Chapitre 32 - Zoey
Une partie de mon esprit - assez présente - me soufflait ma culpabilité, me soufflait que je n'aidais pas la brune. Et c'était véridique parce que, alors que je l'entendais s'affairer dans mon dos, j'étais simplement assise.
Ce qui était terrible, c'était que cette petite voix avait plus raison que je ne souhaitais l'admettre puisque, depuis que la brune m'avait sauvé, elle était celle qui faisait tout ce que je n'avais plus l'énergie de faire. Au moment où nous sommes entrées dans cette pièce qui, parce qu'elle était sûre, serait notre refuge pour les jours à venir, je m'étais laissée tomber alors qu'elle s'occupait de notre sécurité.

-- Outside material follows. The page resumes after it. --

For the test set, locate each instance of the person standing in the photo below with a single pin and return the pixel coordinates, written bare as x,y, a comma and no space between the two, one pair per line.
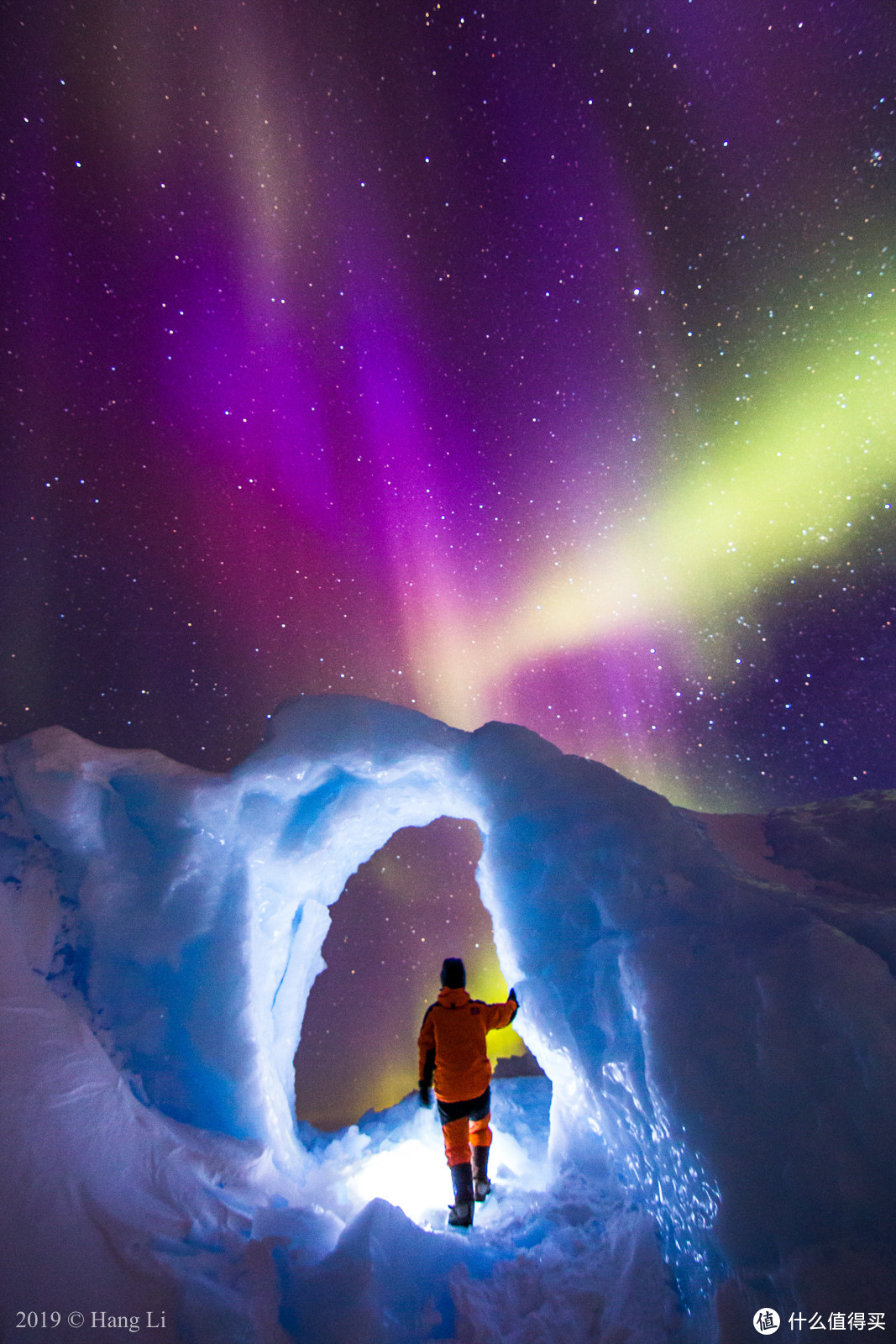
454,1062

Je n'avais plus de force. Les évènements de ces derniers jours, encore plus que ceux des semaines précédentes, m'avaient ôté toute celle que j'avais. Ils m'avaient ôté toute volonté. Sans Cassiopée, que serais je devenue ? Morte, noyée, deux mots pour résumer mon destin. Pourquoi ? C'est cette question qui s'impose à mon esprit à chaque fois que je repense à cette scène et au bout de chemin que nous avons fait ensemble ; par dépit et parce que la solitude est synonyme de folie, deux réponses qui me blessent étrangement.
Je n'avais pas besoin de faire face à la brune pour deviner ses mouvements, je n'avais pas besoin de la voir pour savoir qu'elle s'était assise dans mon dos. Pour cela, j'entends ses pas qui se rapprochent, je sens son souffle qui frôle mon épaule puis sa présence.
L'heure n'est cependant pas encore au repos, et la journée débute à peine pour celle qui ne s'arrête jamais. Pourtant, la fatigue pèse sur mes épaules et, après ce début de journée, je ne serais pas contre quelques heures de sommeil en plus.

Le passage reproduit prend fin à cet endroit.